Hello, I am Sangya Yogi, one of the students from Dr. Boncella's Data Mining and Modeling class at Washburn University. I really enjoyed your article. It was thorough and informative. The use QGIS in the post was quite interesting to me as it definitely makes the visualization more effective. I was also curious what other violations do you recommend to use into the model to improve the model’s accuracy? Thank you!
Hi Sangya - if you look at the Excel file linked on this page, you can get more info about the types of Building Violations that NYC tracks: https://data.cityofnewyork.us/Housing-Development/DOB-Violations/3h2n-5cm9 C-Construction, UB-Unsafe Buildings, and Local Law 11/Facade violations could all be good options!
Hi ! My name is Simon and I am a student in Dr. Boncella's Data Mining and Modeling class at Washburn University. I enjoyed reading your post and loved your simple, yet detailed, information of the process you followed. The initial steps taken to make the dataset ready for analysis using pandas reminded me of the Data Discovery and Management class I took last semester. Your work made me think about a possible research topic- the severity of the emergencies, where factors like the average age of buildings in the boroughs could be used to make the prediction. Also, what do think about the use of Power BI in visualizing your findings in a bubble map? I found your post really interesting and informative. Thank you !

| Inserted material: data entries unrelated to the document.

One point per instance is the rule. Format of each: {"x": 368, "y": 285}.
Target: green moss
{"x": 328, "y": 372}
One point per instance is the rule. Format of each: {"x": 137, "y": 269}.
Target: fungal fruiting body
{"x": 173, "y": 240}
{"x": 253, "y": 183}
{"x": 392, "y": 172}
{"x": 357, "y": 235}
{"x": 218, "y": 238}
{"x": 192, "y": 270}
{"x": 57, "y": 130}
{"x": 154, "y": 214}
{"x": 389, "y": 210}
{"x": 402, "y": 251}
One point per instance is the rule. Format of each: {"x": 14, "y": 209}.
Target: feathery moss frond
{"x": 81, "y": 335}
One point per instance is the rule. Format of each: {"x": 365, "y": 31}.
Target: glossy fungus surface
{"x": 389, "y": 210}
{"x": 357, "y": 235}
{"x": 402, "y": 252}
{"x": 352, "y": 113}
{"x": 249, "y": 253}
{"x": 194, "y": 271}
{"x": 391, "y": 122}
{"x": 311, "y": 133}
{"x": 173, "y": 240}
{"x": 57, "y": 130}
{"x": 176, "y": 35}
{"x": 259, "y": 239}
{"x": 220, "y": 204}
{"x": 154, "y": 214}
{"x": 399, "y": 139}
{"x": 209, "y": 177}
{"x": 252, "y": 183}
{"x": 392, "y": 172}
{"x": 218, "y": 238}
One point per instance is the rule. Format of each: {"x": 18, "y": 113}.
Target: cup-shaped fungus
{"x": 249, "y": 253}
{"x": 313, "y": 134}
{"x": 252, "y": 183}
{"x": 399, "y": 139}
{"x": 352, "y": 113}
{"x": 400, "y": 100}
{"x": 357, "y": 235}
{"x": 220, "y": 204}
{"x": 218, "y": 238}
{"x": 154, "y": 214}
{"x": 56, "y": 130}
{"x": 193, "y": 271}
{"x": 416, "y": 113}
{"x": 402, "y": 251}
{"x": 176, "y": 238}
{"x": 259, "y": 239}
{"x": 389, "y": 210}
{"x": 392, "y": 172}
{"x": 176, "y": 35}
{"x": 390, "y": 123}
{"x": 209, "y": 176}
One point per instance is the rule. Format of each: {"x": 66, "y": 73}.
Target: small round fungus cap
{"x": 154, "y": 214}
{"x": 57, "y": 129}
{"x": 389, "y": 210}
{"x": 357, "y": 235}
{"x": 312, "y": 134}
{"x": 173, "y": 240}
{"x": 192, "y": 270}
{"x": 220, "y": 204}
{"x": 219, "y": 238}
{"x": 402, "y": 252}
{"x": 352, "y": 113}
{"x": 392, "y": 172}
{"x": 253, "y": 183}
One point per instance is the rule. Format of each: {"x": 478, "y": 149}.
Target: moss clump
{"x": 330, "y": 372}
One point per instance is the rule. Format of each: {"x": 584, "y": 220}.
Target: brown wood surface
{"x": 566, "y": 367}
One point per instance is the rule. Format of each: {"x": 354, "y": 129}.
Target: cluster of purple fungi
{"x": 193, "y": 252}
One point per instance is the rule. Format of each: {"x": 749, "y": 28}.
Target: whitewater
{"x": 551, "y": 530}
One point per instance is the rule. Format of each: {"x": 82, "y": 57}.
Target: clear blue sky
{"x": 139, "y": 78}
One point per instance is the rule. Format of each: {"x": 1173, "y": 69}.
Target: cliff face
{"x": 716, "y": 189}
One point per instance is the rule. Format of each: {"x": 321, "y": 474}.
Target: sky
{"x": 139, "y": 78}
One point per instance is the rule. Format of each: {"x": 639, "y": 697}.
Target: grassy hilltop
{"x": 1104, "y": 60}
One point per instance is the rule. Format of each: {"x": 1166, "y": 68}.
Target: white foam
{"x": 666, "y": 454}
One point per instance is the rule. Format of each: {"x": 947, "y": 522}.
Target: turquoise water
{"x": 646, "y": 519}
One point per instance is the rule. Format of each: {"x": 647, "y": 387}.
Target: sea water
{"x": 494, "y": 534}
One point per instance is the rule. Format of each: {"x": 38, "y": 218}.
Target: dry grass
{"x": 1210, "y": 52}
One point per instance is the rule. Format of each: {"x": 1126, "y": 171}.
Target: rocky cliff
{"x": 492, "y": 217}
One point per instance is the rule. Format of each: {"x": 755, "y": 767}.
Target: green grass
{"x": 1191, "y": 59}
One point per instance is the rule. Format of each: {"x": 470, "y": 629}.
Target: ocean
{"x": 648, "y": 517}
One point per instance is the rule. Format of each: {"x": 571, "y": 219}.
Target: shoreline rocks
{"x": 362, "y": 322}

Hi Simon, so glad you liked the piece. That sounds like an awesome research idea and next step. I've never actually used Power BI before, but it sounds like it could be a cool way to pull in and visualize data from a bunch of different sources: maybe NYC municipal data, 311 complaints, tax records, etc. If you end up exploring the severity of emergency/building age idea, I'd love to hear about it!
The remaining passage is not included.